Escrito en
BLOGS
el
Você já ouviu a expressão “Trigger Warning”?
Trigger Warning, ou TW, é um alerta que se coloca no começo de um texto para que as pessoas saibam da existência de um conteúdo ali que pode servir de gatilho (daí o nome, em inglês, “trigger” - gatilho, e "warning" - alerta) para um eventual trauma, desencadeando memórias e sensações dolorosas ligadas a ele.
Como variadas são as pessoas e seus traumas, nem sempre temos como saber o que as atingirá dessa forma. Pode ser que alguém tenha um problema com algo aparentemente inocente, talvez uma fobia de abelhas, por exemplo, e por isso ver qualquer coisa que trate de abelhas para ela seja um trigger.
No entanto, há assuntos em que essa possibilidade é bastante previsível. Quando falamos de violência, por exemplo, é provável que alguém que nos leia a tenha vivenciado de alguma forma. Por isso, é uma questão de sensibilidade avisar as pessoas disso.
Quando alguém coloca o “trigger warning” (“TW: abelhas”, por exemplo), não está dizendo que acha que o assunto é nojento, vergonhoso, que não se deveria abordá-lo ou algo assim. Está apenas comunicando que acha possível ou mesmo provável que outras pessoas tenham algum trauma com aquilo.
Similarmente, quando alguém identifica algo como trigger e pede para ser avisade quando forem falar disso, usando o TW correspondente, o intuito não é censurar, ou transformar aquilo em tabu. É deixar explícito que se tem um trauma ligado a isso e que se gostaria de poder optar por não passar naquele momento pela avalanche emocional que aquilo causa.
Não é censura. Não é silenciamento. Não é reforçar a opressão. É reconhecer que algumas pessoas não lidam bem com um determinado assunto e, por uma questão de empatia, avisar quando for falar disso, ainda que não se compreenda o porquê da dificuldade.
É entender que não é factível (e não seria direito, ainda que fosse factível) regular o trauma ou não trauma alheio. E que impor às pessoas que lidem com seus conteúdos sensíveis sem que isso tenha partido delas é uma forma de violência e, isso sim, um silenciamento. Porque trata o trauma de outrem como se não fosse legítimo, a dor de outrem como se não fosse digna de ser sentida ou verbalizada. E quem somos nós para estabelecer isso? Será que, ao invés de recriminar, não seria melhor tentar empatizar?
Bato muito nessa tecla da empatia porque, para mim, é a base do meu feminismo, é o que constrói a minha noção de sororidade, de humanidade.
Uma vez, numa discussão, uma pessoa disse que empatizar com uma determinada moça que havia agido de uma forma que ela considerava machista era reforçar o patriarcado. Eu discordo, e com veemência. A empatia vai contra tudo o que o patriarcado representa. A empatia é o que fará o patriarcado ruir.

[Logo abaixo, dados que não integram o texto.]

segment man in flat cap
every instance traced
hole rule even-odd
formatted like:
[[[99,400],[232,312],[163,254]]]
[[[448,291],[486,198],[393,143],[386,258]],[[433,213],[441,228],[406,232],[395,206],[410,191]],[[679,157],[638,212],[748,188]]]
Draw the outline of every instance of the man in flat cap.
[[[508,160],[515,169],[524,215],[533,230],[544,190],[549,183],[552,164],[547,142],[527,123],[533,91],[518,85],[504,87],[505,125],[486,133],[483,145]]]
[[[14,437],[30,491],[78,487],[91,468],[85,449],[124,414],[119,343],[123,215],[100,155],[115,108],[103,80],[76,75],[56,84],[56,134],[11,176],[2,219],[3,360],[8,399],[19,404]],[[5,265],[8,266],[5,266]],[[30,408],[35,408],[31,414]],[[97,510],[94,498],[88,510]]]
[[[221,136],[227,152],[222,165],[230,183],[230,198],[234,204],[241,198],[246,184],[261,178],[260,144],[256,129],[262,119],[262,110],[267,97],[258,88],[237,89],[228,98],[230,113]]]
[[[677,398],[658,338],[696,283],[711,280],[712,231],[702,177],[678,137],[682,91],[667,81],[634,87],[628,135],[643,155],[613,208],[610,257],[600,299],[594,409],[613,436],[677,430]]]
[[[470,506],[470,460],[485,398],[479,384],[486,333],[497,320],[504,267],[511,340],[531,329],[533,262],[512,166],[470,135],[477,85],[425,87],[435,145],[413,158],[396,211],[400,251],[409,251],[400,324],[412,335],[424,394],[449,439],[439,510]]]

Empatizar é abrir mão de certo e errado, de ganhar ou perder, de concordar ou discordar, de culpar, de julgar. É encontrar o ser humano por detrás das palavras e dos atos. É se abrir para sentir junto com alguém algo que não é confortável de sentir, mas que essa pessoa precisa de companhia para conseguir atravessar. É uma dádiva.
O que seria a sororidade senão ir além da rivalidade que somos criadas para sentir umas em relação às outras para vermos nas mulheres com quem interagimos nossas irmãs na mulheridade, com muito mais em comum que de diferença? Nos abrirmos para acolhermos suas dores a despeito de as entendermos ou não, nos abraçarmos mesmo em nossa discordância?
Para mim, empatizar não é concordar. Sororidade não é defender o ponto de vista que não é nosso. É justamente entender que a concordância não é mais importante do que a comunicação e que é possível o entendimento mesmo na discordância.
O trauma de uma pessoa não é uma agressão a outra. O pedido de respeito a esse trauma não é silenciamento de quem não o tem. E a empatia não deveria ser reservada só para as pessoas com quem é fácil a gente empatizar.